Wir als Fachschaft dienen als Sprachrohr und Schnittstelle zwischen der Studierendenschaft und dem Lehrkörper. Wir sind also wie der Thalamus des Instituts für Psychologie an der Uni Bremen. Dabei repräsentieren wir stets die Meinung der Studierendenschaft und engagieren uns für ihre Belange. Außerdem organisieren wir diverse Veranstaltung – sowohl Infoabende als auch Parties.

Studierende können sich mit ihren Wünschen, Fragen oder Problemen immer ans uns wenden und wir versuchen dann, gemeinsam geeignete Lösungen zu finden und mit den Lehrenden zu kommunizieren.
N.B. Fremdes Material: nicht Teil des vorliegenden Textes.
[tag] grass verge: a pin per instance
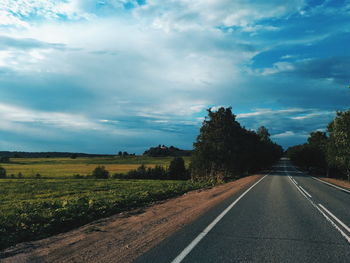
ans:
(33, 209)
Wir sind eine hochschulpolitische Organisation, haben allerdings kein allgemein-politisches Mandat. Natürlich setzen wir uns trotzdem für eine demokratische, solidarische und diskriminierungsarme Welt ein. In diesem Sinne vertreten wir eine feministische, antirassistische und antifaschistische Haltung. Diese wird in unseren hochschulpolitischen Handlungen immer mitgedacht.

Wir haben uns aktiv für die Bezeichnung „Fachschaft“ entschieden und sind kein StugA (Studiengangsausschuss), wie sonst an der Uni Bremen üblich, weil wir offen für alle Studierenden sein wollen und so nicht ständig neu gewählt werden müssen.